Even with regulations, lending and borrowing money outside the formal financial apparatus is widespread. 

The so-called private money lending business has become a part of the system. It is a crude, daylight robbery, yet an indispensable arrangement or a source of funds for many.

Stories are aplenty about how borrowers have become victims to what is known as loan sharks. Lending money privately was formalised with the Private Money Lending Rules and Regulations. It may have curbed misuse, harassment and the many socioeconomic ills that came with it, but the rules are not foolproof.

The business of lending money is so lucrative that both parties are ready to take risks and breach regulations. Even as we discuss the Supreme Court verdict, many lenders and borrowers must be feeling uneasy. 

Like the highest court found out, there are many ways money is lent or borrowed circumventing the regulations. Agreements are made to fool the courts and, therefore, we have agreements on buying or selling vehicles, land and other properties as a pretext to lend or borrow. To ensure that the money is returned, family heirloom, ornaments – the value of which is way above the amount are pledged or asked. Before the regulation came into force, lenders specify the principal amount lent including the interest to ensure that the money is recovered with interest should it reach the court of law.

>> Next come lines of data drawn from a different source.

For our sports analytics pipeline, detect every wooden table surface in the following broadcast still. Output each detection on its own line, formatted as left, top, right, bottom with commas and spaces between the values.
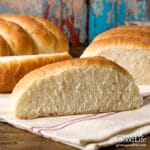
0, 48, 150, 150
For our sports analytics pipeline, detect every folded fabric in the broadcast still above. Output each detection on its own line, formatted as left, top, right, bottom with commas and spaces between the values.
0, 85, 150, 150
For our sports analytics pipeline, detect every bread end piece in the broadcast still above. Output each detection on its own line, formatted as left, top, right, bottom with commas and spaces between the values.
11, 57, 142, 119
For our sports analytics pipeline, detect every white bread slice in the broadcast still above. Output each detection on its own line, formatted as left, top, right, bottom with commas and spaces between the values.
11, 57, 142, 119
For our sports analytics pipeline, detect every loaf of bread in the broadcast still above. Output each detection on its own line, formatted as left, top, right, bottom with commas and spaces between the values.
81, 26, 150, 84
11, 57, 142, 119
92, 26, 150, 43
0, 14, 69, 56
0, 52, 72, 93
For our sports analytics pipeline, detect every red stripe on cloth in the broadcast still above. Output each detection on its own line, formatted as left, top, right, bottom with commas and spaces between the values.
31, 112, 116, 133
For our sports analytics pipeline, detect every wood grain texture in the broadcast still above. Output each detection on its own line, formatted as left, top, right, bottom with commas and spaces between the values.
0, 0, 87, 46
88, 0, 150, 43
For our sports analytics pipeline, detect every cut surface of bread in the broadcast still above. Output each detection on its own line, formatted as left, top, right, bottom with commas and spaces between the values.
0, 52, 72, 93
11, 57, 142, 119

While lending money privately has helped those without access to finance for whatever reasons, it has often become problematic. Some would have paid double or triple the amount borrowed because of the nature of the interest charged. It is said that some children have inherited loans their parents owe to private money lenders. 

That’s why the Supreme Court’s verdict is important. For the first time, it penalised both the lender and the borrower. The penalty seems harsh – asking the principal amount to be deposited in the government coffer and imposing hefty fines. But this will teach those trying to cheat the system a good lesson. The recent verdict is a good example of the consequences of fine-tuning ways to violate rules.

Resorting to borrowing money outside the financial institutions is not new; people have been borrowing cash or kind (grains). The difference, however, is the purpose. In the past, farmers borrowed money from the village headman or the jinda  (rich or affluent) to buy cattle, supplement food ration or send the children to schools. While some may still be borrowing out of desperation, many cases result from avoidable activities like gambling. 

In the meantime, access to finance has improved many initiatives and some banks with social mandates to help those without cash income. There are also financial literacy programmes that could help people decide whether to borrow or not.  

The best lesson, however, is in the old saying – Bulon men chup (He is rich who does not owe a penny to anyone.)